C’était à la faveur d’un récent atelier de renforcement de capacités organisé dans le chef-lieu du Septentrion par le Secrétaire exécutif de la Confédération gabonaise des travailleurs indépendants (CGTI), Abbas Nziengui Mabicka, en présence des délégués des syndicats affiliés venus de Bitam, Mitzic, Minvoul, Medouneu et Oyem.

LES « petits » opérateurs économiques exerçant dans la province du Woleu-Ntem sont désormais édifiés sur les dernières mesures gouvernementales relatives à la parafiscalité.

C’était à la faveur d’un atelier de renforcement des capacités, organisé dernièrement au Palais Omar Bongo Ondimba (Pobo) d’Oyem, par le Secrétaire exécutif de la Confédération gabonaise des travailleurs indépendants (CGTI), Abbas Nziengui Mabicka, en présence des délégués des syndicats affiliés, venus des cinq départements du Septentrion : Ntem (Bitam), Okano (Mitzic), Haut-Ntem (Minvoul), Haut-Como (Medouneu) et Woleu (Oyem).

Selon le leader syndical, le chef de l’État a pris la décision de mettre un terme aux contrôles abusifs des agents de certaines régies financières, auprès des opérateurs économiques, en créant des brigades mixtes.

« Depuis le Conseil des ministres du 25 juin 2026, le président de la République a décidé de mettre en place les brigades mixtes.
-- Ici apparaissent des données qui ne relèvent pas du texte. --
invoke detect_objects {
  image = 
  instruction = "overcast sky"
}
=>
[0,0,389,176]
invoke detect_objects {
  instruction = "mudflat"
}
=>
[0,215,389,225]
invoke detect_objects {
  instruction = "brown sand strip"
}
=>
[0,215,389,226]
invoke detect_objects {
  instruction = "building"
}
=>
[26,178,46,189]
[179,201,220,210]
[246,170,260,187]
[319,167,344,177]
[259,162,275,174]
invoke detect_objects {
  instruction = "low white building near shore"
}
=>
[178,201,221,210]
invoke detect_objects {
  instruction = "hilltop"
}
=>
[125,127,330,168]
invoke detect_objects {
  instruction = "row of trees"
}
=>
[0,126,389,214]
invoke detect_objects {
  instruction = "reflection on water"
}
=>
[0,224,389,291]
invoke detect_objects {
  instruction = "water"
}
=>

Ce qui veut dire que l’Agasa, la DGCCRF, le Commerce, etc., ne seront plus seuls sur le terrain pour effectuer des contrôles auprès des opérateurs économiques. Toutes ces entités doivent désormais former des brigades mixtes, pour effectuer ces opérations de recouvrement des taxes« , a expliqué Abbas Nziengui Mabicka.

Afin d’éviter des malentendus avec les agents contrôleurs, le leader syndical a invité les uns et les autres à se conformer à la loi en payant l’impôt et la patente.  « Puisque le président de la République nous a aidé et nous a entendu, il est question désormais que toute personne qui exerce une activité économique, se conforme à la réglementation en vigueur en payant, entre autres, la patente, l’agrément technique, etc., pour son entreprise ou sa PME« , a lancé le secrétaire exécutif de la CGTI.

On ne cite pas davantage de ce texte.